Request call was 200 status


## Exercise 1.2

Similarly to the previous exercise, let's make a wrapper function but this time to retrieve the [Foreign Exchange](https://www.alphavantage.co/documentation/#fx) data. Don't forget providing a docstring for your function. Again, you can focus on processing only `daily`, `weekly`, and `monthly`. As in Exercise 1.1, your function must return a pandas dataframe. Plot the monthly `low`, monthly `close` and monthly `high` time series from `USD` to `CAD`. Look carefully at the documentation so you can properly process the parameters.

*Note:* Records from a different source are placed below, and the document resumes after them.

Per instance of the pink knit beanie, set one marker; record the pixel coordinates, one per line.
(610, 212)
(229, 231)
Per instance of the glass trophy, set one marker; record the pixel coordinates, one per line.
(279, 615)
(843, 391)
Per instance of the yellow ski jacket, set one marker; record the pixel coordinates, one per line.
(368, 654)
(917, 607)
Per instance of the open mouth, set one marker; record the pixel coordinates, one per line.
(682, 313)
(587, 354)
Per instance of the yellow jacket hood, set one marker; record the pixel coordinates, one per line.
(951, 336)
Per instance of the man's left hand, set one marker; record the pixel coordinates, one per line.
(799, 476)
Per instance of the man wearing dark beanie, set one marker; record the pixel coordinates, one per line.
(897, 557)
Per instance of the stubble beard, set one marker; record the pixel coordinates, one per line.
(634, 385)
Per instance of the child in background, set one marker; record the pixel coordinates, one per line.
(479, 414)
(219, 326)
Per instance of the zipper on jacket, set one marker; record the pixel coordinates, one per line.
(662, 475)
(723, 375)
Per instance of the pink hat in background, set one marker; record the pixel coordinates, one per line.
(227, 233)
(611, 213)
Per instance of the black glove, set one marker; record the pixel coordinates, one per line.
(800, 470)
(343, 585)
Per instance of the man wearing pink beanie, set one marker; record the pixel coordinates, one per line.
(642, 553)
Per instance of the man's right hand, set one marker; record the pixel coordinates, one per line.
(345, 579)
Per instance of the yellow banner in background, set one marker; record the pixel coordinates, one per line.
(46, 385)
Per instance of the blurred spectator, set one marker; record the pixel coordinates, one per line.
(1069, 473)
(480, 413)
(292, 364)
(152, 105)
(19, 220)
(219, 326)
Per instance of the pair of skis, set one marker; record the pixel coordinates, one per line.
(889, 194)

*Remember the server's guideline. Don't make too many requests.*

In [239]:
# TODO
def Get_FXseries(from_symbol, to_symbol, period):
    """
    A wrapper function to obtain FX data for a given period from the Alpha Vantage API.
    
    Parameters:
    -----------
    from_symbol: the desired currency to convert from (eg. USD, EUR, CAD)
    to_symbol: the desired currency to convert to (eg. USD, EUR, CAD)
    period: "daily", "weekly", "monthly"
    
    Returns:
    --------
    A pandas dataframe with the columns `open`, `high`, `low`, `close`.
    """

    if period == 'daily':
        fun = "FX_DAILY"
    elif period == 'weekly':
        fun = "FX_WEEKLY"
    elif period == 'monthly':
        fun = "FX_MONTHLY"
    else:
        print('Incorrect period')
    
    params = {'function': fun, 'from_symbol': from_symbol, 'to_symbol': to_symbol} 
    

    resp2 = data_request(params)
    
    # Check if the request was successful, if not raise an
    # exception

    if resp2.status_code == 200:
        print('Request call was 200 status')
    else:
        print('Issue with request, status was not 200.')
        print(resp2.reason)
        raise Exception("An error occurred")
    
    d = resp2.json()
    data = pd.DataFrame(d[list(d.keys())[1]])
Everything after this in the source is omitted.